Lá fora o tempo deve estar variando. Minha mãe dizia que, quando começava a chover, tudo se enchia de luzes e do cheiro verde dos brotos. Contava-me como chegava a maré das nuvens, como se lançavam sobre a terra e a descompunham, mudando-lhe as cores… Minha mãe, que viveu sua infância e os seus melhores anos neste povoado e que nem sequer pode vir morrer aqui. Até para isso me mandou em seu lugar. É curioso, Dorotea, como não consegui ver as nuvens. Pelo menos, devem ser estas mesmas que ela conheceu.

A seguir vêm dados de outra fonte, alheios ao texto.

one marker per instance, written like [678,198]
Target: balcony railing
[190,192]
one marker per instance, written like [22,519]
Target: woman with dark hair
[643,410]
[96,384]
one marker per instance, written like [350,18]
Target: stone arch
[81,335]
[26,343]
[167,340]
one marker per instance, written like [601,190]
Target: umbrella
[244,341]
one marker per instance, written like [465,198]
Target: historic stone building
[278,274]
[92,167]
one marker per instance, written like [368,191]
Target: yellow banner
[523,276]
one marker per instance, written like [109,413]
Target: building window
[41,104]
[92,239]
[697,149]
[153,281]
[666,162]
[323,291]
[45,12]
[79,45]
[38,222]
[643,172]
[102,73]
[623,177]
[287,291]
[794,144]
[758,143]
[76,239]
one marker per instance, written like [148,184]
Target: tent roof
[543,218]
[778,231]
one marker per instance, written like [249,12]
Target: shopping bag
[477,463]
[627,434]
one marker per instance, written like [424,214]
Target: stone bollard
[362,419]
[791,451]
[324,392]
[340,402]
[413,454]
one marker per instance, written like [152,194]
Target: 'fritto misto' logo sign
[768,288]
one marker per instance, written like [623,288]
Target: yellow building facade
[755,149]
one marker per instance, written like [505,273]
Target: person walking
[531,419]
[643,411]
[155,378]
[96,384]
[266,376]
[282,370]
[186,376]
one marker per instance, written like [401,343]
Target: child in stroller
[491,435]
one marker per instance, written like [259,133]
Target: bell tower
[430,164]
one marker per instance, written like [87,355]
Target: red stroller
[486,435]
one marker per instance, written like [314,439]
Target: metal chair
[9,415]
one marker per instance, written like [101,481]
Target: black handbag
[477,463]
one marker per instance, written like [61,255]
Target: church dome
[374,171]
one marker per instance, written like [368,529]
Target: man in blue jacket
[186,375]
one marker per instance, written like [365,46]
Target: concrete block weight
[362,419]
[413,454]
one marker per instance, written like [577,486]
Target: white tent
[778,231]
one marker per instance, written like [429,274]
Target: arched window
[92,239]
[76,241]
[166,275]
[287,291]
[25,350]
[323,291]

– Não sei, Juan Preciado. Fazia tantos anos que não levantava a cabeça que me esqueci do céu. E se o tivesse feito, o que teria ganho com isso? O céu alto e meus olhos tão sem visão que vivia satisfeita de saber onde ficava a terra. Além disso, perdi todo o interesse, desde que o padre Renteira me assegurou que eu não ia conhecer a glória nunca. Que nem sequer de longe a veria… Coisa dos meus pecados; mas ele não devia ter me dito. Por si mesmo a vida já é trabalhosa. A única coisa que faz a gente mover os pés é a esperança que ao morrer levem a gente de um lugar para outro; mas quando fecham uma porta pra gente e a que fica aberta é só a do inferno, seria melhor não ter nascido… Para mim, Juan Preciado, o céu está aqui onde eu estou agora.

 

Juan Rulfo (Pedro Páramo, Paz e Terra, 1996)

… tornar-se um ser humano

De Ulisses ela aprendera a ter coragem de ter fé – muita coragem, fé em quê? Na própria fé, que a fé pode ser um grande susto, pode significar cair no abismo, Lóri tinha medo de cair no abismo e segurava-se numa das mãos de Ulisses enquanto a outra mão de Ulisses empurrava-a para o abismo – em breve ela teria que soltar a mão menos forte do que a que a empurrava, e cair, a vida não é de se brincar porque em pleno dia se morre.

A mais premente necessidade de um ser humano era tornar-se um ser humano.

Clarice Lispector. In: Uma aprendizagem ou O livro dos prazeres, Rocco, 1998.